2. Mme B demande au tribunal l'annulation de l'arrêté du 15 avril 2021 par lequel la ministre de la culture l'a radiée des cadres à compter du 1er avril 2021. Toutefois, il ressort des pièces du dossier que par un arrêté du 31 décembre 2021, postérieur à l'introduction de la requête, la ministre de la culture a rapporté la décision du 15 avril 2021 et, à la demande de Mme B, l'a maintenue en position de disponibilité pour convenances personnelles pour une durée d'un an, du 1er avril 2021 au 31 mars 2022. Cet arrêté ayant annulé et remplacé l'arrêté du 15 avril 2021, il n'y a plus lieu de statuer sur les conclusions de la requête de Mme B présentées aux fins d'annulation et d'injonction.

Sur les frais liés à l'instance :

3. Dans les circonstances de l'espèce, il y a lieu de mettre à la charge de la ministre de la culture la somme de 1 200 euros au titre des frais engagés par Mme B, en application des dispositions de l'article L. 761-1 du code de justice administrative.

O R D O N N E :

Article 1er : Il n'y a pas lieu de statuer sur les conclusions de la requête de Mme B aux fins d'annulation et d'injonction.

Article 2 : La ministre de la culture versera à Mme B la somme de 1 200 euros au titre de l'article L. 761-1 du code de justice administrative.

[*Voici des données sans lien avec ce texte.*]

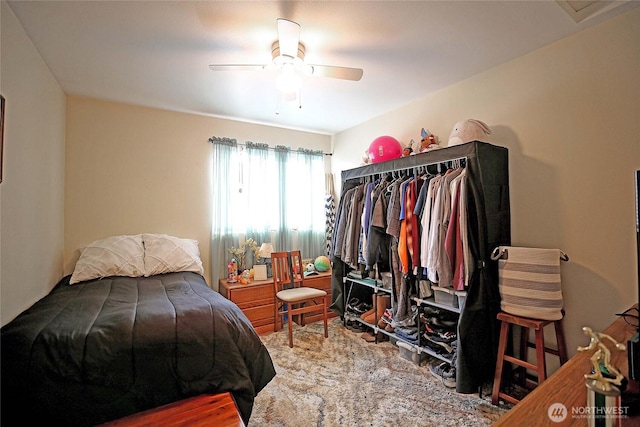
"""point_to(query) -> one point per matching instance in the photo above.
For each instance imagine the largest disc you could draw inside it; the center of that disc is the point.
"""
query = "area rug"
(345, 381)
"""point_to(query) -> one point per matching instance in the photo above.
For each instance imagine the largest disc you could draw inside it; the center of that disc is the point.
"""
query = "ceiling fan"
(288, 56)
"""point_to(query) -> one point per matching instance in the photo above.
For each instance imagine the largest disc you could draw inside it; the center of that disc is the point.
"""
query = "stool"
(541, 368)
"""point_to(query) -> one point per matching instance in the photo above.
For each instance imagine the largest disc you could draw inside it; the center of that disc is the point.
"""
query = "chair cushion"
(296, 294)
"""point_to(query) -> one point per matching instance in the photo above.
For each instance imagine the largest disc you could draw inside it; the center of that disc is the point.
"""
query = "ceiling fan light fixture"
(280, 58)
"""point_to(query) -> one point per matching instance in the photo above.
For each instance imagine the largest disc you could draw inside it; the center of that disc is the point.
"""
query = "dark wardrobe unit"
(488, 225)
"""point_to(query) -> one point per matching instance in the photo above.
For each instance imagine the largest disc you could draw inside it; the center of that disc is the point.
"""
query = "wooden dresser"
(256, 299)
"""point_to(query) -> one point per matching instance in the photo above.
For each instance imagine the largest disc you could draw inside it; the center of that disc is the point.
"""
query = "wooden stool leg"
(562, 345)
(541, 356)
(502, 347)
(290, 322)
(325, 301)
(524, 354)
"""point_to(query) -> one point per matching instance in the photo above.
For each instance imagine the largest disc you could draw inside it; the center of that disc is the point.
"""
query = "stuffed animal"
(428, 141)
(468, 130)
(408, 150)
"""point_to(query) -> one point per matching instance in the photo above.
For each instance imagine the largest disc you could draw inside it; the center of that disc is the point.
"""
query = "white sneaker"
(445, 372)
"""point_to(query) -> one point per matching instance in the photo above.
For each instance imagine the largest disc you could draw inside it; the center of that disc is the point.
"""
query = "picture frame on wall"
(2, 102)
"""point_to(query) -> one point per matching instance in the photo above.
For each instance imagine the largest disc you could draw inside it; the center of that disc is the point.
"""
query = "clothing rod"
(421, 165)
(418, 165)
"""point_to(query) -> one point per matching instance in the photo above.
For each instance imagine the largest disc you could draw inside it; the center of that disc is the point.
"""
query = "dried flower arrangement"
(240, 253)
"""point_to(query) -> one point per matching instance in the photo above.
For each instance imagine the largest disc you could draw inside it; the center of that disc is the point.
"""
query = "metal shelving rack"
(376, 285)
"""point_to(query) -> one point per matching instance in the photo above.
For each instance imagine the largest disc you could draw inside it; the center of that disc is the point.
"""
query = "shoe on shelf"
(368, 313)
(445, 372)
(368, 336)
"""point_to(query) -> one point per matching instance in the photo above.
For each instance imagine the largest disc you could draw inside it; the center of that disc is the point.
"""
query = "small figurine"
(602, 355)
(468, 130)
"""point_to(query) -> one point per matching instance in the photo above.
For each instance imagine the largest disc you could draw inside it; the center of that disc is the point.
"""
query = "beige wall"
(134, 170)
(31, 193)
(570, 116)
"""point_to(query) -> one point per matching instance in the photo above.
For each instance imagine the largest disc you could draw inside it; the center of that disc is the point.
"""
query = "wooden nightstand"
(256, 299)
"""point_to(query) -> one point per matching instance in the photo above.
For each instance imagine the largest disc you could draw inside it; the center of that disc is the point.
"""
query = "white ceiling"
(157, 53)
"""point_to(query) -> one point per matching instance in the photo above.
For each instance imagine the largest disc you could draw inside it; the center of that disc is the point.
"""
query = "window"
(272, 195)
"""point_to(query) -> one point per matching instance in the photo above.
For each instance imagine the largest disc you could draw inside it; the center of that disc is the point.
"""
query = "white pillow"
(113, 256)
(166, 254)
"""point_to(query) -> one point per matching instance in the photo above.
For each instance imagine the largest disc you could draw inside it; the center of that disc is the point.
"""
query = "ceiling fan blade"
(288, 37)
(236, 67)
(343, 73)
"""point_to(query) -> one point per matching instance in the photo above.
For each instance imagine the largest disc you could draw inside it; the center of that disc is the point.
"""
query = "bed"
(101, 346)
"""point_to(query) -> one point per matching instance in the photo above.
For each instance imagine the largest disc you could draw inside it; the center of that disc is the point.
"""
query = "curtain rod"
(233, 141)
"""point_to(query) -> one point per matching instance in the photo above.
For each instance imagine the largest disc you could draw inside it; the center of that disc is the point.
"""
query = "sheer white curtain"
(269, 194)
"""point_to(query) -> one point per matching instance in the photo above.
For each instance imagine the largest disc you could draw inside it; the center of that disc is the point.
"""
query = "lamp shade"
(265, 250)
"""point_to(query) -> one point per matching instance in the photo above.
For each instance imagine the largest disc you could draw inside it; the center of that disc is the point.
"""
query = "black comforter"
(102, 349)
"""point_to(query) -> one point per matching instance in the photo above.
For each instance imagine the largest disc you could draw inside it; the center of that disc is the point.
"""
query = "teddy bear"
(468, 130)
(428, 142)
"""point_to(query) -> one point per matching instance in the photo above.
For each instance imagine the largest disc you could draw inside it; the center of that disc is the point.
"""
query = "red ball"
(384, 148)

Article 3 : La présente ordonnance sera notifiée à Mme A B et à la ministre de la culture.

Fait à Paris, le 1er juillet 2022.

La vice-présidente de la 6ème section,

F. Demurger

La République mande et ordonne à la ministre de la culture en ce qui la concerne ou à tous huissiers de justice à ce requis en ce qui concerne les voies de droit commun contre les parties privées, de pourvoir à l'exécution de la présente décision.